L’Unione Giuristi Cattolici di Reggio Emilia organizza un convegno sulle tematiche del fine vita, che si terrà martedì 31 maggio alle ore 15 presso il Museo Diocesano.
L’evento, realizzato in collaborazione con l’Ordine degli Avvocati, l’Unione Medici Cattolici e le Camere Penali di Reggio Emilia, sarà trasmesso in diretta sul canale Youtube La Libertà Tv all’indirizzo
Il convegno si pone in ideale linea di continuità con il precedente dello scorso ottobre, che aveva in parte anticipato i punti caldi del dibattito odierno.

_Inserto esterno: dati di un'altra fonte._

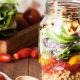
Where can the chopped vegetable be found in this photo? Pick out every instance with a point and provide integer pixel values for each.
(74, 59)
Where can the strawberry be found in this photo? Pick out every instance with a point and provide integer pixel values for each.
(34, 53)
(24, 53)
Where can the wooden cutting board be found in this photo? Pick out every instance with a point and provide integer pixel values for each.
(23, 38)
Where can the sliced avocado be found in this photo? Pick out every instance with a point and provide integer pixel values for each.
(64, 35)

La materia appare infatti, in questi ultimi anni, in continua, per non dire forsennata, evoluzione. Molteplici sono i tentativi di promuovere “aperture”, che, senza negare l’obiettiva complessità della materia, possiamo però definire ispirate più spesso ad una visione individualistica dell’uomo e della vita e, altrettanto spesso, sbilanciate sul profilo di una “autodeterminazione astratta” (sono parole della Corte costituzionale), non ben consapevole delle conseguenze concrete che affrettati scivolamenti in avanti possono determinare.
Un breve excursus.
Il Parlamento è dapprima intervenuto con la legge sulle DAT n. 219/2017, con la quale è stato riconosciuto il diritto di rifiutare o interrompere qualsiasi trattamento sanitario, anche se necessario alla propria sopravvivenza, comprendendo espressamente nella nozione di “trattamento” anche l’idratazione e la nutrizione artificiale.

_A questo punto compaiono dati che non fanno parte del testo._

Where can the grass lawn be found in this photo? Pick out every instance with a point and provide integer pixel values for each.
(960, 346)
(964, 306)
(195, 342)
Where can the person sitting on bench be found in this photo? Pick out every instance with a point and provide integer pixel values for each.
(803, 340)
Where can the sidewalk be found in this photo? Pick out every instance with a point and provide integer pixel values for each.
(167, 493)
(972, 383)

Successivamente, con l’ordinanza 207/2018, che sollecitava il Parlamento ad un intervento in materia, poi confermata dalla sentenza n. 242/2019, emessa in considerazione dell’inerzia parlamentare, la Corte costituzionale ha ammesso la non punibilità dell’aiuto al suicidio, fissando tuttavia gli stringenti requisiti (proposito suicidiario autonomamente e liberamente formatosi, da parte di una persona tenuta in vita da trattamenti di sostegno vitale e affetta da una patologia irreversibile, fonte di sofferenze fisiche o psicologiche che ella reputa intollerabili, ma pienamente capace di prendere decisioni libere e consapevoli, sempre che tali condizioni e le modalità di esecuzione siano state verificate da una struttura pubblica del servizio sanitario nazionale, previo parere del comitato etico territorialmente competente), al solo ricorrere dei quali può raggiungersi l’effetto scriminante del reato.

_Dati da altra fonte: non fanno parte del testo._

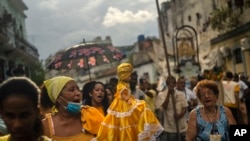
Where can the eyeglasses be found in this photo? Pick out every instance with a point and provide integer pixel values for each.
(208, 93)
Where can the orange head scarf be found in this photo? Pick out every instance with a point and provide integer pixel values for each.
(124, 71)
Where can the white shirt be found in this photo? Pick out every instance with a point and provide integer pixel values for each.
(243, 87)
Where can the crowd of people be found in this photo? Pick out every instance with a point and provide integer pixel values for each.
(127, 108)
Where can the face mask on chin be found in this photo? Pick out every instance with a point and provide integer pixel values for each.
(72, 107)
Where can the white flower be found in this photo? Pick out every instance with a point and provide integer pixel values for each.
(189, 70)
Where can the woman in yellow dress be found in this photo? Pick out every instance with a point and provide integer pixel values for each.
(128, 119)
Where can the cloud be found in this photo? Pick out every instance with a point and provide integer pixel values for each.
(115, 16)
(49, 4)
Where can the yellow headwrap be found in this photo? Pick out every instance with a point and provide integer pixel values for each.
(124, 70)
(55, 85)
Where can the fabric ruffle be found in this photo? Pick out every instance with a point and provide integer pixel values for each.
(129, 122)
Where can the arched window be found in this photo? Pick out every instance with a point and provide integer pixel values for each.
(238, 56)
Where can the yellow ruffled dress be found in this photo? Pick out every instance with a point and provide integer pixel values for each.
(128, 120)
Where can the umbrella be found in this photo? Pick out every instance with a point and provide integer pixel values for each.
(84, 56)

La condotta ammessa dalla Corte costituzionale rappresenta di certo un ulteriore “scivolamento” nel senso sopra detto (DJ Fabo, che Cappato aiutò a realizzare l’intento autosoppressivo, aveva espressamente rifiutato la sedazione profonda della L. 219/2017); tuttavia, pur obiettivamente estendendo le ipotesi di legittimità dell’eutanasia, la Consulta ha, al tempo stesso, operato positivamente, ricostruendo in termini costituzionalmente orientati la materia.
Ha chiarito, in particolare, che le norme che impediscono di aiutare qualcuno a togliersi la vita non trovano fondamento in una concezione statalista e moralista ereditata dall’epoca fascista, bensì nella tutela piena della persona umana, specie quando si trovi in situazione di debolezza e fragilità.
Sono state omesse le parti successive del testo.